Тут я впервые понял, почему именно это место манило меня. Потому что глубина реки под ним была наибольшей, и после падения с моста, может быть (именно может быть), я благодаря глубине останусь в живых. Если бы я спрыгнул и упал на бетонную пристань (или подкос), уцелеть было бы невозможно. Но если бы я упал в воду, вероятно, погиб бы не сразу. Пожалуй, удар о воду при падении с такой высоты убил бы меня (помните эту шутку из «Бутч Кэссиди и Сандэнс Кид»[51]
насчет нелепого страха утонуть, когда героев фильма убило бы падение?). В таком случае, дело сделано. Но что, если я переживу падение? Но что, если я не утону? И что, если меня вытащат из реки, приведут в чувство, или как это называется? Не захотят ли тогда добрые люди убедить меня, что жизнь стоит того, чтобы ее прожить? Что есть неравнодушные люди и что я бы мог начать заново с новой надеждой в сердце и новым взглядом на жизнь?– Да… – Ветер унес это слово, потому что не верил ему.
Я посмотрел на реку и подумал, что делать дальше.
Я развел руки в стороны на уровне плеч.
Я подумал: в какой момент появится страх? Когда им заполнится пустота внутри? Когда он придет и заполнит пустоту в животе и в груди, спрыгну ли я обратно, рыдая и содрогаясь, с парапета на пешеходную дорожку? Или исчезнет это странное и новое для меня чувство равновесия, я споткнусь и упаду с моста – буду на лету извиваться, кричать и цепляться за воздух?
Страх не приходил.
Страх мог не прийти вообще.
Я слегка согнул колени, готовясь.
Мне хотелось увидеть рябь на поверхности воды под собой. Мне надо было увидеть там свет. Любой свет, каким бы тусклым он ни был. Но теперь я понял, что я увижу его непосредственно перед входом в воду. Это было частью «испытания». Мне придется нырнуть, как если бы это было обещание. Моя часть обещанного – нырнуть, а обещание будет выполнено, рябь и огоньки станут видны, когда я сделаю то, что должно быть сделано.

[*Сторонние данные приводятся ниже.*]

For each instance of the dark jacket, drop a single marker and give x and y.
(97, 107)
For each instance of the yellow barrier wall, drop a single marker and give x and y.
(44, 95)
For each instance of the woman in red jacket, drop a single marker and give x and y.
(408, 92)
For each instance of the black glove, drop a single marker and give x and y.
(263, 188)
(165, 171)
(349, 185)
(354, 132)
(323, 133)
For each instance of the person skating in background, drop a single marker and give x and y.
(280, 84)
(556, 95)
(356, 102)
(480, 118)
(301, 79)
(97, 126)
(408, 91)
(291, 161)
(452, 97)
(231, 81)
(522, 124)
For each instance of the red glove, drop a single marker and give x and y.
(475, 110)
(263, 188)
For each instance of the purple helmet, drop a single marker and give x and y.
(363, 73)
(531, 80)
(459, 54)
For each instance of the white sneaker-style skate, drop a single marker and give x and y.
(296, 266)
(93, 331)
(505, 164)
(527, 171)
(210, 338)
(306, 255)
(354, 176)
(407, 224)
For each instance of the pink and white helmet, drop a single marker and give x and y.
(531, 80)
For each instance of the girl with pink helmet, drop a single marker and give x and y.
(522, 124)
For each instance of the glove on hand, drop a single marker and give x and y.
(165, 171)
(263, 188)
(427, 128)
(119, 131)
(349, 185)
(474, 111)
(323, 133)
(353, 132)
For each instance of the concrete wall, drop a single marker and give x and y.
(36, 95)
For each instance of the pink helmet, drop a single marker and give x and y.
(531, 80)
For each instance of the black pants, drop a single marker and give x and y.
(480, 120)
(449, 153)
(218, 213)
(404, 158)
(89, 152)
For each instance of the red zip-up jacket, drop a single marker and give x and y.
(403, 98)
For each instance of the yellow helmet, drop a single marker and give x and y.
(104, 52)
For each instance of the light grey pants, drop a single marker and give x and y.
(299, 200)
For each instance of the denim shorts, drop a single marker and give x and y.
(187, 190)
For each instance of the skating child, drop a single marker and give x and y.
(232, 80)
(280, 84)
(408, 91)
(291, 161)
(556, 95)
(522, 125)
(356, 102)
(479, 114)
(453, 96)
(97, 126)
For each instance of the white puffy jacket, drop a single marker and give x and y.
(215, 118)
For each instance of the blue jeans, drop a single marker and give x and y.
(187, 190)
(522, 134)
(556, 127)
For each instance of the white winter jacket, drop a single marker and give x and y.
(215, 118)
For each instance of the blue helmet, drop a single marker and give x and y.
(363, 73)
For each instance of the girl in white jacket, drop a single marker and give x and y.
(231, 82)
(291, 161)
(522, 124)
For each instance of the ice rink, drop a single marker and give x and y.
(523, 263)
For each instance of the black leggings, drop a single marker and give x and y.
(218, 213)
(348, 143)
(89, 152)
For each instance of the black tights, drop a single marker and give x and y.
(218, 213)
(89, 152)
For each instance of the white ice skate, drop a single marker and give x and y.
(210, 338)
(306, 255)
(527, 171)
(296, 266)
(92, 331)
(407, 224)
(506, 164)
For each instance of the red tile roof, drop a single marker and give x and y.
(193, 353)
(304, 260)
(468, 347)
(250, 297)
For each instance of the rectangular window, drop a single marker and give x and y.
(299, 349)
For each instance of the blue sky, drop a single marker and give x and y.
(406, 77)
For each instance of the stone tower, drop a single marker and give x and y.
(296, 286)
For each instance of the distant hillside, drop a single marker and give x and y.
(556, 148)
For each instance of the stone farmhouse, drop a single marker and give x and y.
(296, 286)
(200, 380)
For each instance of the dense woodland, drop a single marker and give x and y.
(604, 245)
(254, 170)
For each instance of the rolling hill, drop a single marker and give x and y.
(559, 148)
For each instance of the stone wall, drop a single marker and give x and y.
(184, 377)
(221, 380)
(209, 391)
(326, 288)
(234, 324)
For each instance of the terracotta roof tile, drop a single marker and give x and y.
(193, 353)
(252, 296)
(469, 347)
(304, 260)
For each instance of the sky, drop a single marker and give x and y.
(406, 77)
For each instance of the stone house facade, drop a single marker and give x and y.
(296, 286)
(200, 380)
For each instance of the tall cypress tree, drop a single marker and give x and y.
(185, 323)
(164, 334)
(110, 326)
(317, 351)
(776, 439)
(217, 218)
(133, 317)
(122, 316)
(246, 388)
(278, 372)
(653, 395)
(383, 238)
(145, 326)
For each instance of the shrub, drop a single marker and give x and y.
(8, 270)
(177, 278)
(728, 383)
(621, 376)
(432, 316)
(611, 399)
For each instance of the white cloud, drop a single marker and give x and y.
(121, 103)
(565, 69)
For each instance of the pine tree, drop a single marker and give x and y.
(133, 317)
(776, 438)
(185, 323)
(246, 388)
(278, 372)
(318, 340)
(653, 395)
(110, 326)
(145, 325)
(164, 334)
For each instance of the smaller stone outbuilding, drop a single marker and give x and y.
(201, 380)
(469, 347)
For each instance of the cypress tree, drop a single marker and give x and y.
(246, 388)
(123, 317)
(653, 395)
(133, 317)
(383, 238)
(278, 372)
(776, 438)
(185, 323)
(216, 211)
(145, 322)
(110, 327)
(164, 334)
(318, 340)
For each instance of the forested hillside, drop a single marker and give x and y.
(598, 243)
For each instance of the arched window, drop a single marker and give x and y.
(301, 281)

В ту ночь я не пил – не чувствовал необходимости в этом впервые за долгое-долгое время, – но так это и должно было быть.
Рассчитывал ли я в глубине души, что кто-то из водителей даст звуковой сигнал, что сзади я услышу голос человека, который велит мне остановиться?
Ветер, уже не теплый, а холодный, дул мне в лицо, и он крепчал. Я вдруг понял – не сознавая, что уже принял решение, но чувствуя, что тяготение изменило все мое тело, – что уже начал нырок.
Глаза были открыты, голова запрокинута назад – но и при этом пришлось прикрыть глаза, чтобы уберечь их от встречного потока холодного воздуха. Тело приняло вертикальное положение головой вниз, спина прогнулась, ноги я держал прямо – теперь они оказались выше головы.
Это был мой последний идеальный нырок.
Я открыл глаза.
Страх, этот ненавистный лжец, навалился на меня. Я все время знал, что так оно и будет.
Наконец я увидел отражение своего лица в воде. Белое, как луна с неясными пятнами кратеров. Рябь на поверхности воды искажала это отражение. Я летел, широко раскинув руки. Это было идеальное отражение моего лебединого нырка. Мои раскинутые руки, обнимающие это отражение, быстро согнулись, как бы чтобы погладить лицо, за мгновение до того, как ладони с выпрямленными пальцами соединились, чтобы войти в черную воду.
Идеальное отражение моего лица вскипело, чтобы поцеловать меня.
Но эти расплывчатые пятна быстро изменили форму моего лица, превратив его во что-то другое.
Во что-то, что не было мной.
Во что-то, что было крупнее, в ужасную и чудовищную пародию на меня.
В этот момент замирания души от ужаса и осознания того, что я сделал, я успел заметить, что вовсе не смотрю на свое отражение.
Как только я нырнул с моста и должен был возмутить поверхность воды, что-то быстро поднялось снизу мне навстречу. То, что зеркально повторяло положение моего тела, выныривало из реки прямо подо мной и навстречу мне.
Наверно, я тогда закричал, но точно сказать не могу.